Henryk Kowalczyk w rozmowie z PAP.PL odniósł się także do czwartkowego ataku na senatora PiS Stanisława Karczewskiego.

Karczewski w czwartek poinformował na Twitterze, że podczas świątecznych zakupów został "napadnięty, wulgarnie wyzwany, uderzony i przewrócony". W rozmowie z PAP podkreślił, że atak miał być umotywowany politycznie oraz że usłyszał obelgi pod swoim adresem, a także prezesa PiS Jarosława Kaczyńskiego. "Została złamana moja nienaruszalność cielesna, zostałem uderzony, wyrwano mi telefon, telefon jest uszkodzony" - dodał. MSWiA wieczorem poinformowało, że mężczyzna który dokonał ataku, został zatrzymany przez policję.

"Niestety ten przypadek to jest bulwersujący przykład zbierania owoców mowy nienawiści. Niestety opozycja nie przebiera w słowach, a niektórzy, jak widać, nie przebierają w czynach. Ciągłe mówienie 'będziesz siedział', 'powiesimy was', 'zamkniemy', 'zlikwidujemy', 'wypatroszymy', to wszystko teraz niestety zbiera owoce" - powiedział wicepremier.

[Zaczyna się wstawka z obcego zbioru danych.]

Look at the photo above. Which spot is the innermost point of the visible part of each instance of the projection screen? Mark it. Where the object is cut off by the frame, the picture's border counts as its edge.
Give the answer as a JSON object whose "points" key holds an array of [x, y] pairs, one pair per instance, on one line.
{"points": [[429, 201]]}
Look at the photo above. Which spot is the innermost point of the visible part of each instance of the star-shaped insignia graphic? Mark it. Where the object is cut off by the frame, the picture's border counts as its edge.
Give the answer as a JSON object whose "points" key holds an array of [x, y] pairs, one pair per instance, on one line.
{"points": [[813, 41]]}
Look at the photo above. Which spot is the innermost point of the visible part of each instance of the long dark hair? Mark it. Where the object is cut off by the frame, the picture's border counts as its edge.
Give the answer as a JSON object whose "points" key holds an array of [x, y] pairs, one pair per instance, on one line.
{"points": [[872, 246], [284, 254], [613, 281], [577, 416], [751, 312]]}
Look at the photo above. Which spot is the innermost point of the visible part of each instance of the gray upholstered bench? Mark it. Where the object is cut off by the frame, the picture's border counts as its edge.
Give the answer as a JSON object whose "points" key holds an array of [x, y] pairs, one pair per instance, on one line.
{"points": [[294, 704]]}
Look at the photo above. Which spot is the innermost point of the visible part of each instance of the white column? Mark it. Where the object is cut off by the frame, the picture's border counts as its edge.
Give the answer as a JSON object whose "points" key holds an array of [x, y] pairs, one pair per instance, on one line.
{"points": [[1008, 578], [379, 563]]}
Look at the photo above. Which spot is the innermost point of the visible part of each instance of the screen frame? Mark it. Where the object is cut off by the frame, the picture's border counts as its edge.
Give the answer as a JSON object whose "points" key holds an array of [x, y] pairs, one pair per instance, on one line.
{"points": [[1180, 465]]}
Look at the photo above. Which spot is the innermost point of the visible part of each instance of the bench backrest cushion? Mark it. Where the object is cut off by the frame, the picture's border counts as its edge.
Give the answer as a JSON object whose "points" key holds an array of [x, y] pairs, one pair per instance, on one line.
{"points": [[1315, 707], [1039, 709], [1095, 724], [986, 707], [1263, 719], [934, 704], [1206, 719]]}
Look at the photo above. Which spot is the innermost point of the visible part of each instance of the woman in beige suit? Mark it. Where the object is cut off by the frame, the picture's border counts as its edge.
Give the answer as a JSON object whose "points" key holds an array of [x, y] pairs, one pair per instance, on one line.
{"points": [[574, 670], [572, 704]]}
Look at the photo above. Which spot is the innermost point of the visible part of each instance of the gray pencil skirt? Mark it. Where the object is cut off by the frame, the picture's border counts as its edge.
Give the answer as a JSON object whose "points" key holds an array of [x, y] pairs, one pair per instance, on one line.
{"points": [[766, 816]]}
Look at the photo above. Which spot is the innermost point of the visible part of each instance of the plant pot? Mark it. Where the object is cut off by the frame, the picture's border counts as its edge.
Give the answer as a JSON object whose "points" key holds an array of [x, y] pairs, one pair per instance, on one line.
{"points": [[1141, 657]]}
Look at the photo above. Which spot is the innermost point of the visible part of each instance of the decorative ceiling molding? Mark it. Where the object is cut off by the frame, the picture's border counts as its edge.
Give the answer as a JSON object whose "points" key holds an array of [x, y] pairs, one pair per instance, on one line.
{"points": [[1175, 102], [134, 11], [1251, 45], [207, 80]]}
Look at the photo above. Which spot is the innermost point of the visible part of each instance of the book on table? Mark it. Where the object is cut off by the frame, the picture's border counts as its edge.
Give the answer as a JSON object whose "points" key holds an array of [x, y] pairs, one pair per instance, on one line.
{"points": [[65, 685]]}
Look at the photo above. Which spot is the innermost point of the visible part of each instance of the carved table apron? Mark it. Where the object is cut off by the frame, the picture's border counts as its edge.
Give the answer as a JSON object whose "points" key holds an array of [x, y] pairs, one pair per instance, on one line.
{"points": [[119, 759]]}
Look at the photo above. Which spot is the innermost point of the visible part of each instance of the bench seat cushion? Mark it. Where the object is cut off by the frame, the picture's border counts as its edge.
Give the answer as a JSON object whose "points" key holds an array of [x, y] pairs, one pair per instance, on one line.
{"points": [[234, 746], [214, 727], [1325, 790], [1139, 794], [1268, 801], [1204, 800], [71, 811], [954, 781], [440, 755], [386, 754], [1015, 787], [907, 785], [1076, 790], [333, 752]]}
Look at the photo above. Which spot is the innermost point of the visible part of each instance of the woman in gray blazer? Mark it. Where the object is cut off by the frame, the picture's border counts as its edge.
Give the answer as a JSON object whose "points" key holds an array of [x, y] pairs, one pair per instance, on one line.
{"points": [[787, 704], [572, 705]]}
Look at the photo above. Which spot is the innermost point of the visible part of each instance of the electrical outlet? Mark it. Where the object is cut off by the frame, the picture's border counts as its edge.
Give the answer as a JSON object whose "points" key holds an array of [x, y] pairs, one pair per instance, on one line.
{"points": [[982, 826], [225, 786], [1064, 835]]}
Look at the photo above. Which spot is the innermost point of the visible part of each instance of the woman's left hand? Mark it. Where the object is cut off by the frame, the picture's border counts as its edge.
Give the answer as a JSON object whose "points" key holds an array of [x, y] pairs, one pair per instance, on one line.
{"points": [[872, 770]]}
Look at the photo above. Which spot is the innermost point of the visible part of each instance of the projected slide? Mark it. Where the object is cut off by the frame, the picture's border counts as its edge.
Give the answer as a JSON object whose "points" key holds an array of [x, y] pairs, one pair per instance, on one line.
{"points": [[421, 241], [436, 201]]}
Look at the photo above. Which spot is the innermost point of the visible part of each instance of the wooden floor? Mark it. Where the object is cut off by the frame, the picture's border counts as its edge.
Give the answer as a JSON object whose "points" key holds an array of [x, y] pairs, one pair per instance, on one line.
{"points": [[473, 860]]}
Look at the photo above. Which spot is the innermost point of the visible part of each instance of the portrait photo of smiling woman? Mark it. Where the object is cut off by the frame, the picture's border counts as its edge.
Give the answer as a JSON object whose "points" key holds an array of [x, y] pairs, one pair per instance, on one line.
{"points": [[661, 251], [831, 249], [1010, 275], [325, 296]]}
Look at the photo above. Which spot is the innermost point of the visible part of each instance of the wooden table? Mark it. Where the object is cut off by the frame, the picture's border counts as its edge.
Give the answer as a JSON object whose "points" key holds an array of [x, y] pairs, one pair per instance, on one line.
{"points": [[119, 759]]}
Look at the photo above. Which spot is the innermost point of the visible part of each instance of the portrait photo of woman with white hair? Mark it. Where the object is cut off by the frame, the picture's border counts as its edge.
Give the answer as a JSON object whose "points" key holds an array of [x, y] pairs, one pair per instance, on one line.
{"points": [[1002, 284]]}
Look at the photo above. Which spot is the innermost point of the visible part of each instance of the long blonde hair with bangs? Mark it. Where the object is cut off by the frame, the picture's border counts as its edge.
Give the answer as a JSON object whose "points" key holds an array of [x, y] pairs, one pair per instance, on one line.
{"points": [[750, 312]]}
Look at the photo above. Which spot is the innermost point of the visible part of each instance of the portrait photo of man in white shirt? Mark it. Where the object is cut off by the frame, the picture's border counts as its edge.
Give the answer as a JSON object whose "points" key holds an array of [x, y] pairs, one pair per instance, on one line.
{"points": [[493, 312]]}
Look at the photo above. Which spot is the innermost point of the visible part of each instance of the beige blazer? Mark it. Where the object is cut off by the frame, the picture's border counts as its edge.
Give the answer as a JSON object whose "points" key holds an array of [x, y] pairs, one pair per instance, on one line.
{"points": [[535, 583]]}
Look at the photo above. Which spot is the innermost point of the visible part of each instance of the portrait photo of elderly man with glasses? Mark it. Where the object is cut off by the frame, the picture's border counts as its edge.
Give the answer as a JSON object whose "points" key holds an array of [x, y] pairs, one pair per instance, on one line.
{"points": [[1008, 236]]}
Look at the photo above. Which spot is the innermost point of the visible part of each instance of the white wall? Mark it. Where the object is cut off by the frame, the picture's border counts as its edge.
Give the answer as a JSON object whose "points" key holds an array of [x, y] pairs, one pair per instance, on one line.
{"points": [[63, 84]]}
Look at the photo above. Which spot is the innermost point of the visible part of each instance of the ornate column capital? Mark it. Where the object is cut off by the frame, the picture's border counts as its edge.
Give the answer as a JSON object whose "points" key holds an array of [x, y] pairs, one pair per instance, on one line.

Kowalczyk zaapelował do polityków opozycji, aby "pomimo różnic poglądów, szanowali człowieka". W innym wypadku - dodał - "będzie doprowadzać to do kolejnych aktów nienawiści i przemocy".

Napaść na Karczewskiego 

Jak relacjonował Karczewski, podczas świątecznych zakupów został napadnięty i uderzony. "Napastnik zaatakował mnie, bo jestem z PiS. Skala agresji i nienawiści, którą sieje Donald Tusk i PO jest ogromna" - mówił senator PiS.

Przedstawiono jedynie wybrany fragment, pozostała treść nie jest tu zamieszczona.